The Small Business Administration (SBA) is a federal agency that supports entrepreneurs and small businesses. The agency offers loan guarantees to banks lending to small businesses, and it also provides financing to licensed investment funds of up to $150 million for debt and equity investments in companies. The Small Business Investment Opportunity Act would raise that debt limit to $175 million.
Senators Cardin, Jim Risch, and John Kennedy introduced the bill March 8 with the intent of boosting capital access for small businesses. The SBA doesn’t provide capital directly to businesses, but instead partners with professionally-managed investment funds known as Small Business Investment Companies (SBIC).
“The Small Business Investment Company program has a proven track record of steering vital capital to groundbreaking and promising ventures,” Sen. Cardin said in a statement to InsideSources. “In fact, some of the economy’s most iconic and successful brands – Apple, Tesla, Whole Foods, FedEx, and Costco – received early investment capital from SBICs.”
SBICs are privately-owned companies that invest in qualifying small businesses. The SBA licenses SBICs while providing them with guarantees on their leverage via a debt security called a debenture, capped at $150 million, of up to two times their committed capital. SBICs are also required to pay fees intended to offset estimated subsidy cost for the program.

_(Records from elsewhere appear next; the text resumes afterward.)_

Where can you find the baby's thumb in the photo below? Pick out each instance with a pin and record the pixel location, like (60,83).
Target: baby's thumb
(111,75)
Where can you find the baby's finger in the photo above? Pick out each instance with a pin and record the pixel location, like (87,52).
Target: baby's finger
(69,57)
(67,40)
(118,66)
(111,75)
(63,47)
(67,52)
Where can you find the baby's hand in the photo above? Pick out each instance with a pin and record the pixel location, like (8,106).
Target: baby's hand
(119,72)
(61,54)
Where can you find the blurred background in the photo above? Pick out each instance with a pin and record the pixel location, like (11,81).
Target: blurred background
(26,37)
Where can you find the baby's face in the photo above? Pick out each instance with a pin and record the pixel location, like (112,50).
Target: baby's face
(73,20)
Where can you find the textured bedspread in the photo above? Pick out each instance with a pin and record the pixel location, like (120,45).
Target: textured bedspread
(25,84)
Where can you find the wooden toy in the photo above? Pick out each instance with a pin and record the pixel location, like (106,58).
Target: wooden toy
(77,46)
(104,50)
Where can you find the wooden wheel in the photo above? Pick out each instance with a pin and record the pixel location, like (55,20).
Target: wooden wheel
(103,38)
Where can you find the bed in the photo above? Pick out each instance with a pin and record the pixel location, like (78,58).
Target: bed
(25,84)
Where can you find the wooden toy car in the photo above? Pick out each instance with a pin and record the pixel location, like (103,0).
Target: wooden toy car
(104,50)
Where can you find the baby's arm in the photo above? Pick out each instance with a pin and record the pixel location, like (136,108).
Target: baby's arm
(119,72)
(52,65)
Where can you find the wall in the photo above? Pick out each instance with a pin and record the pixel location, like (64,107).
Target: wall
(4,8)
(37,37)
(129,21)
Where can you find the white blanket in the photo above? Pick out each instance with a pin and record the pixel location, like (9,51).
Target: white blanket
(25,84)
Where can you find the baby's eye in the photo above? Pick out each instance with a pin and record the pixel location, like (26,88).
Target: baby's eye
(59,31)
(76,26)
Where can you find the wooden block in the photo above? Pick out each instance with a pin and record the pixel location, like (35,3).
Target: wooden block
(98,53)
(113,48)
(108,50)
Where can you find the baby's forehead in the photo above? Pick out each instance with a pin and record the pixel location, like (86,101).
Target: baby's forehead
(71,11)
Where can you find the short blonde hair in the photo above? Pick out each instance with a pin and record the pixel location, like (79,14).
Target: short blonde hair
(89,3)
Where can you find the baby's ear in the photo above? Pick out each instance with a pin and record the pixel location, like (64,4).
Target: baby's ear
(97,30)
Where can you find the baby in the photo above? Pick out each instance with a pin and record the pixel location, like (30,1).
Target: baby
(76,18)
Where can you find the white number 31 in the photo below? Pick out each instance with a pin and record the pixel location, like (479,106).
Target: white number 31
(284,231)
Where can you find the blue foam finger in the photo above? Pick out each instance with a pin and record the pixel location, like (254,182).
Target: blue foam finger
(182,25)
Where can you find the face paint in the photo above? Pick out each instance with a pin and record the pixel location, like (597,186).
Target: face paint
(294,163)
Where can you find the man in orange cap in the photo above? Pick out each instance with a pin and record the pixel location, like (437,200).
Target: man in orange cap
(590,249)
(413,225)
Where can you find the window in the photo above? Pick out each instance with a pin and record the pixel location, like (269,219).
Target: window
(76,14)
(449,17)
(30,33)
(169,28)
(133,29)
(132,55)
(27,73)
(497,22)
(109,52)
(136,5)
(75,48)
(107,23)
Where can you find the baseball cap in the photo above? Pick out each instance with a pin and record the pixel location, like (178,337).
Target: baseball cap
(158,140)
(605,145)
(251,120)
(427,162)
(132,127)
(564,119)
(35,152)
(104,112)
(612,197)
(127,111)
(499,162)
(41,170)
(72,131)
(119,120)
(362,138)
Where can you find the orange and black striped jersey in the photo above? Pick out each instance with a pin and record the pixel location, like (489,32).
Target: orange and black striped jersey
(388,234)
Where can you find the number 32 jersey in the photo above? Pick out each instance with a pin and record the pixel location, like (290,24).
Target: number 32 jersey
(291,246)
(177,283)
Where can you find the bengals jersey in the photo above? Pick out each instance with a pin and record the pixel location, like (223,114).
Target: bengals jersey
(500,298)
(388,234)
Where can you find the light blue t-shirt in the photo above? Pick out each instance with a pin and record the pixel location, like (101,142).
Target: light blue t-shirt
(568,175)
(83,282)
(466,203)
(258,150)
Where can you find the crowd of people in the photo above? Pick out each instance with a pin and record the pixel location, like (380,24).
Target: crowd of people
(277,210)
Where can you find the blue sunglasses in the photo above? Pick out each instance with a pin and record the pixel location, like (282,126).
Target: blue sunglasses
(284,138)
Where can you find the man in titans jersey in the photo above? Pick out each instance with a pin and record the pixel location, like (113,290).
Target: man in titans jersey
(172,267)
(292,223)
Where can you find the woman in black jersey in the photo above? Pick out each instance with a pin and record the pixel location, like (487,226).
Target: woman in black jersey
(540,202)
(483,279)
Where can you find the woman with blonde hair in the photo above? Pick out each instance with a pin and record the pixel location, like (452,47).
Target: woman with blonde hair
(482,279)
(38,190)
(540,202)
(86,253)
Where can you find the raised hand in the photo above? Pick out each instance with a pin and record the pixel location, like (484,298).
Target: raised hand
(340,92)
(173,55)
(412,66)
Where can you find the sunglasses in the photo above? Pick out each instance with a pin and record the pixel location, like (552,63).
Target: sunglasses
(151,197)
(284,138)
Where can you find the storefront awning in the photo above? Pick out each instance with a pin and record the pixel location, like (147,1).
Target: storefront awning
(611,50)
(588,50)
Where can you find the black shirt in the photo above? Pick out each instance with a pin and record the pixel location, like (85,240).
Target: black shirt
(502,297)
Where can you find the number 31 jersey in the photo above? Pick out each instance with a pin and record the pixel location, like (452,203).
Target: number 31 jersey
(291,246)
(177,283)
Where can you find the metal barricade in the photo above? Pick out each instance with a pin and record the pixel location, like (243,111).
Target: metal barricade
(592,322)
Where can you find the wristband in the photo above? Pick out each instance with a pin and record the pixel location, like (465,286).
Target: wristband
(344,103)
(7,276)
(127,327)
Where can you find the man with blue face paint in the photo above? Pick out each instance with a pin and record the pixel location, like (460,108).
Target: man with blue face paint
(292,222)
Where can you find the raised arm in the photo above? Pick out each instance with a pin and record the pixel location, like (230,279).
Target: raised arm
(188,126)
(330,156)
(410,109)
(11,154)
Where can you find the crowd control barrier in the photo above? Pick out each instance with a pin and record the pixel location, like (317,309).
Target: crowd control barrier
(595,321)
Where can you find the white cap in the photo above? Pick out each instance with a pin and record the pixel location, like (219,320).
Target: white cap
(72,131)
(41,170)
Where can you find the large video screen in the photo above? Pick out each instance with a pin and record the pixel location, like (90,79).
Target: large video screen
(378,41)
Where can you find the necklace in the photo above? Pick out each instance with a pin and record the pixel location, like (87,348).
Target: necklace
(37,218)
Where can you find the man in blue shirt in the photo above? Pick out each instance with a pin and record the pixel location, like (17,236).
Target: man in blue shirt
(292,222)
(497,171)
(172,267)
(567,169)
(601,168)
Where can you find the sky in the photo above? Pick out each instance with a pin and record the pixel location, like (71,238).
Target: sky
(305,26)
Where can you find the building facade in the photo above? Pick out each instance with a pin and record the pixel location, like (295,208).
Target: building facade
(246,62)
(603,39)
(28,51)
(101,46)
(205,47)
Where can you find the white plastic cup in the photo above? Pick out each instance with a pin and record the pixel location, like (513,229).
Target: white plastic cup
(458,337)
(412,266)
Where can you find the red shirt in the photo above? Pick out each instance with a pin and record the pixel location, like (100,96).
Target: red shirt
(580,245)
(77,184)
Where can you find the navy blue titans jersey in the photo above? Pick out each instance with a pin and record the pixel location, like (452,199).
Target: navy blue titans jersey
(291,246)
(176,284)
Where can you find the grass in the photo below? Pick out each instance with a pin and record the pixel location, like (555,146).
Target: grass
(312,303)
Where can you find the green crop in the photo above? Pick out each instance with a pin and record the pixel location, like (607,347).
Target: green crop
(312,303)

“This model – privately-owned and managed investment funds that leverage their own capital and funds borrowed by an SBA guaranty – has deployed more than $67 billion and helped capitalize more than 166,000 small businesses,” Cardin said. “In the past five years, the program has channeled $21 billion to 6,400 American small businesses across a range of industries.”
Sen. Cardin currently serves as the ranking member of the Senate Small Business and Entrepreneurship Committee. He has sponsored and supported numerous piece of legislation intended to help small businesses – and believes that increasing the cap will help boost investment.
“Unlocking startup capital for innovative small businesses with high-growth potential is a top priority for me on the Small Business Committee, especially in Maryland where we have a thriving entrepreneur and innovation sector,” Cardin said. “Our bipartisan legislation will maximize the amount of funding an SBIC can direct to the transformative small businesses that hire our workers, drive innovation, and help America maintain its global competitive edge.”
The Small Business Investment Act established the program when it was passed in 1958. It is designed to facilitate the flow of long-term capital to small businesses across the country.